Trener Pogoni Szczecin opowiada o Polsce:

Zobacz wideo

Badania były proste, ale diagnoza trudna do zaakceptowania. Adam Frączczak miał za sobą dobry sezon z 14 golami, rozpoczynał kolejny, fizycznie i psychicznie czuł się gotowy. We krwi coś wyszło nie tak, ale doktor chciał jeszcze powtórzyć badania w szpitalu. Frączczak myślał „co ja tu robię?”, koledzy z drużyny przyszli na oddział, pożartowali, wyszli, a żarty się skończyły. Guz przysadki mózgowej. 1,8 x 1,5 x 2,1 centymetra.
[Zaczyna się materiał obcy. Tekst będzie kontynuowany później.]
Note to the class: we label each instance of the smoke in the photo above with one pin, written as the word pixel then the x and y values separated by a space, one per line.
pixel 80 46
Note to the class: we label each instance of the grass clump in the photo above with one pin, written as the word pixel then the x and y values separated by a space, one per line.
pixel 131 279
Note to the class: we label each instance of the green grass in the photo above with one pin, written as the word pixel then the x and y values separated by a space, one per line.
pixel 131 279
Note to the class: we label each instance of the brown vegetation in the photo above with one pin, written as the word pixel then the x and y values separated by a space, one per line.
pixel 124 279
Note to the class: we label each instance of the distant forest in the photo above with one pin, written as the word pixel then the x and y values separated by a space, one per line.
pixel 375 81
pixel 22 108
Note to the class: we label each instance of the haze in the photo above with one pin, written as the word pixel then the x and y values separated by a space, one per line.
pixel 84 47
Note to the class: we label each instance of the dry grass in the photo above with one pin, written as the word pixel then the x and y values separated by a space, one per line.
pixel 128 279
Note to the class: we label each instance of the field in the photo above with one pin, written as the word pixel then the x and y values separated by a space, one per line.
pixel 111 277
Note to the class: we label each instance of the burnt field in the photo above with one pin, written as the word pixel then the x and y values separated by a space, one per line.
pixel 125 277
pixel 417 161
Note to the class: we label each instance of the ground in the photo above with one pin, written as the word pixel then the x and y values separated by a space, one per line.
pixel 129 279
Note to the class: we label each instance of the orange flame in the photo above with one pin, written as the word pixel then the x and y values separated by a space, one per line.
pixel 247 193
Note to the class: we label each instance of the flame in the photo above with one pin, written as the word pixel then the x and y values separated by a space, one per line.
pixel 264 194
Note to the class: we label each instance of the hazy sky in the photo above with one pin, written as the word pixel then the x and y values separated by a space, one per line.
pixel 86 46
Dwa miesiące brania środków farmakologicznych, mających go rozmiękczyć. Na początku grudnia operacja: lekarze usuwają guza przez nos. Frączczak budzi się po południu. Wieczorem mecz Piast Gliwice – Pogoń Szczecin. Zaczyna go oglądać na tablecie, ale szybko zasypia. Lekarz przestrzega: kolejne dwa miesiące ma nic nie robić. Siedzieć, odpoczywać. Odpoczynek się przeciąga. Frączczak dopiero pod koniec marca wraca do treningów z drużyną. 15 maja Pogoń znów gra z Piastem, a on po raz pierwszy po operacji pojawia się na boisku. Koniec sezonu. Pogoń dobrze zaczyna kolejny, a Frączczak zbiera minuty w końcówkach. 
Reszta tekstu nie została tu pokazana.